Minimizing the Losses
There are ways to minimize the losses without continuing to train full bore. Working out 3-4 days a week is plenty, for starters. And, a focus on intensity rather than volume is a great way to mitigate the drops in both VO2max and aerobic capacity. Interval training twice a week with the other 1-2 days being aerobic in nature is a perfect mix. The other days can be devoted to strength sessions, yoga, days off, what have you. The goal is to avoid returning to “the grind”. This reminds me of when I stopped racing triathlon as a pro. I took a few years off and simply exercised. I did whatever I felt like whenever I felt like it, but also didn’t do anything when I didn’t want to. After about 5 years, I returned to racing in the amateur ranks, on a diet of 6-9 hours per week. Even at that little volume, I was able to regain about 96% of my pro-level fitness and speed.

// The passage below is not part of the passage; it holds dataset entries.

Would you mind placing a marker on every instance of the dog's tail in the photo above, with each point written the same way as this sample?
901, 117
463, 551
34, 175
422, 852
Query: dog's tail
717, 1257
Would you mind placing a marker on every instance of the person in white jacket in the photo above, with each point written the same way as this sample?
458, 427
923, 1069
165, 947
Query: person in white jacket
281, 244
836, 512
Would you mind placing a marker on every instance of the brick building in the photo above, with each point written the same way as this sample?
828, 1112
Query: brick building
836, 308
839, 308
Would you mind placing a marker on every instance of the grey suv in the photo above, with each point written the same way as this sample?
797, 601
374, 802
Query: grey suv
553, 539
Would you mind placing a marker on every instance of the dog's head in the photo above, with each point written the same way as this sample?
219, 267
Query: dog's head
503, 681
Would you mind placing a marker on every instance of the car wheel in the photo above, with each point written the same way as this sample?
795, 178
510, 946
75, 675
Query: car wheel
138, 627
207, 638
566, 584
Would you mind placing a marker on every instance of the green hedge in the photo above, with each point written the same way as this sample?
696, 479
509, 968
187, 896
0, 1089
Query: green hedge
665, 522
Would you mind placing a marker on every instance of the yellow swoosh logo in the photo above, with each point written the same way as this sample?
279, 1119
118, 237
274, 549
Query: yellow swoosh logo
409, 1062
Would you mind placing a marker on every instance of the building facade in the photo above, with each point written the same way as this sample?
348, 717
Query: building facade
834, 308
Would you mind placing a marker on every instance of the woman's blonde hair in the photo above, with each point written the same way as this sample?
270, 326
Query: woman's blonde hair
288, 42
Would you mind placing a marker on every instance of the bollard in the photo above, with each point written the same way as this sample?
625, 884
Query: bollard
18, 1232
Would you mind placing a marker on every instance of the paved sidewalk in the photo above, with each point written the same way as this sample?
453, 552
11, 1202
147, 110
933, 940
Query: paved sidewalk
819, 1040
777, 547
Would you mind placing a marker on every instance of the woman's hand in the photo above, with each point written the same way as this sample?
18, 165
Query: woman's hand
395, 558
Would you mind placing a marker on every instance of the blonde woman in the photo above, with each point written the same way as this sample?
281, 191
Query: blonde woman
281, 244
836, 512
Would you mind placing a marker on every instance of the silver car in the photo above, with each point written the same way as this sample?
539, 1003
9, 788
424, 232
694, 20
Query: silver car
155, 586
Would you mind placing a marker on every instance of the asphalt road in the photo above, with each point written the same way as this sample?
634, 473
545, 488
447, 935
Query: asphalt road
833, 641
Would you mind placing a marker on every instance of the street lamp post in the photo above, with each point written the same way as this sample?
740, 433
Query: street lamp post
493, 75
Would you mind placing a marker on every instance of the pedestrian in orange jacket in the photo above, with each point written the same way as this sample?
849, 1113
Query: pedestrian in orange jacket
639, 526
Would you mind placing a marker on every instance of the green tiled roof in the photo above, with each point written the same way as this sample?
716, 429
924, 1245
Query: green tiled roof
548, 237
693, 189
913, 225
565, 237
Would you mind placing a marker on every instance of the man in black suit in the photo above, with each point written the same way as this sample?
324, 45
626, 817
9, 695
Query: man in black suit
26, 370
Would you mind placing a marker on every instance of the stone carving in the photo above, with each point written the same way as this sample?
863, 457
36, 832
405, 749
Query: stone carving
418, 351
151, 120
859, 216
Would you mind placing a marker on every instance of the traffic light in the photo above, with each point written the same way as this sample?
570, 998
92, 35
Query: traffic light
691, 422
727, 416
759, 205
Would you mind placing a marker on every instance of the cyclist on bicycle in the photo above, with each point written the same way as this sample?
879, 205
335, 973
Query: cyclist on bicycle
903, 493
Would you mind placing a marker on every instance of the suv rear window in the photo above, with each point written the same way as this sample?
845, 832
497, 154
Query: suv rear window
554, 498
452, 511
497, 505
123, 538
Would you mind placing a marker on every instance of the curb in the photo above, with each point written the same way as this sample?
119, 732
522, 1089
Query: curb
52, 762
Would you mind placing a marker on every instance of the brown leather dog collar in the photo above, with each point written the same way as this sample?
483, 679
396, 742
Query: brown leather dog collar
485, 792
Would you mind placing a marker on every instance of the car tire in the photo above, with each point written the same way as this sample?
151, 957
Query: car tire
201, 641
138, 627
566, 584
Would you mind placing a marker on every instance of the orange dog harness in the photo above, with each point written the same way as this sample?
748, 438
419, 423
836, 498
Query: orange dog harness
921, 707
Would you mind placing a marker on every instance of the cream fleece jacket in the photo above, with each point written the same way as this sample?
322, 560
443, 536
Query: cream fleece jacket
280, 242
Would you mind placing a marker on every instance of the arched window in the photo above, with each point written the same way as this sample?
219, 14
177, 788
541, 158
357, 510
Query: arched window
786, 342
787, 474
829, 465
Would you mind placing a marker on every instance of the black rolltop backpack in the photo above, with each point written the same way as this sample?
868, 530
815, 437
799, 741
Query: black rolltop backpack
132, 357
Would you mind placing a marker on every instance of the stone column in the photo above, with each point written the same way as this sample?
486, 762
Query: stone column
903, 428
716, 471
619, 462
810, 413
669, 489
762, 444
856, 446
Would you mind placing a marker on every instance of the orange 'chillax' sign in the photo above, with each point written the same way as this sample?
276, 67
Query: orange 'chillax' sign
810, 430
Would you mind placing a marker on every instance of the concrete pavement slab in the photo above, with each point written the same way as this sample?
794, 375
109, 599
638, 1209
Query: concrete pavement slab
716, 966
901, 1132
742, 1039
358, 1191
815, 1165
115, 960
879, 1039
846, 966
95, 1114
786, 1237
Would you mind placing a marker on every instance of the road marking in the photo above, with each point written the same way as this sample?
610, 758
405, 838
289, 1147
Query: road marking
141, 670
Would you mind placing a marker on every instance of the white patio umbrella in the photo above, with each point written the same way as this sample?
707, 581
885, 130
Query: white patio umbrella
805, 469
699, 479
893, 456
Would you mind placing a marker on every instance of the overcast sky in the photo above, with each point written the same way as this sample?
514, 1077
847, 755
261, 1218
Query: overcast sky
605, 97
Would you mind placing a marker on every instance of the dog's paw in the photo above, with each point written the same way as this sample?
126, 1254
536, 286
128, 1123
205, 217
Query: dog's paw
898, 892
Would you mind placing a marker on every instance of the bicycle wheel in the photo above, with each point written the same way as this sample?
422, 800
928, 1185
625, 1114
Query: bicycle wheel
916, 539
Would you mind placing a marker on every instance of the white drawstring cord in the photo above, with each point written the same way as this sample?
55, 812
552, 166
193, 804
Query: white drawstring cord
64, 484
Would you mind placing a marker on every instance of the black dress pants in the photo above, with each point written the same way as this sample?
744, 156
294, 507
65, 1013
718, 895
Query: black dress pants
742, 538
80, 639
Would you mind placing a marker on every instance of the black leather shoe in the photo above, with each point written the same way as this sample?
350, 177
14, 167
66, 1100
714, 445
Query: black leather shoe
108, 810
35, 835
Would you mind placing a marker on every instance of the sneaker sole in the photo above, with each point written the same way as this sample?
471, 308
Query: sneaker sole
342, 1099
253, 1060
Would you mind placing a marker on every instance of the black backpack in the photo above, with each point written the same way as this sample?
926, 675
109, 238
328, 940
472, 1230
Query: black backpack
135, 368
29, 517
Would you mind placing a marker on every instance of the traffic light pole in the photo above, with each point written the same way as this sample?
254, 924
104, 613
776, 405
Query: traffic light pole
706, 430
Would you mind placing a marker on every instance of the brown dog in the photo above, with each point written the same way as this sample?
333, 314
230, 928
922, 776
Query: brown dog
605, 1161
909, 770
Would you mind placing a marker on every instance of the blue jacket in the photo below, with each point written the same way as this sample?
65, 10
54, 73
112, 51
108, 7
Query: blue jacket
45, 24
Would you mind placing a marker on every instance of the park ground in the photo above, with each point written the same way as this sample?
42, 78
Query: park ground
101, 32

Many studies have shown that the biggest increase in fitness comes from jumping from 3 days to 4 days a week of training. There is another but smaller increase from 4 to 5 days, but a negligible increase from 5 to 6 days. So, my suggestion is to shoot for 4 days to keep things fresh. Other studies show that if frequency and intensity are largely kept up, that volume can drop by as much as 75% -- just like during taper time. Now, don’t take this to mean that you can drop that much volume year round. There is a lot of benefit to long, aerobic-based workouts. It’s just not required that they be done year round. Keep yourself fast and fresh, and then worry about going long later come Springtime.
After a long year of racing and training the idea of taking an extended break is attractive for sure, but the reality is that doing so will cut into the gains you just worked so hard to make, and could do so deeply if you take an extended break. Physiological measures like lactate tolerance, blood volume, mitochondrial density, and VO2max all drop, and do so significantly after the first weeks of stoppage. To maintain most of the gains but still afford yourself some downtime, it is a simple as reducing your training volume by 70-80%, your training frequency by 20-30%, while maintaining your training intensity at 70-80% of your typical in-season interval volume.
It’s pretty straightforward. The off-season does not equate to “lazy” or “easy” or “LSD training”. Rather, it equates to focused, hard training in shortened sessions with plenty of R&R between these hard sessions so that you retain a feeling of freshness despite the hard work. You want to be looking forward to the interval sessions, and you want both the body and mind to feel fresh for them. Accomplish this, and when you do start ramping up your volume come the Spring, you will be faster and better prepared for the season ahead. And faster, too.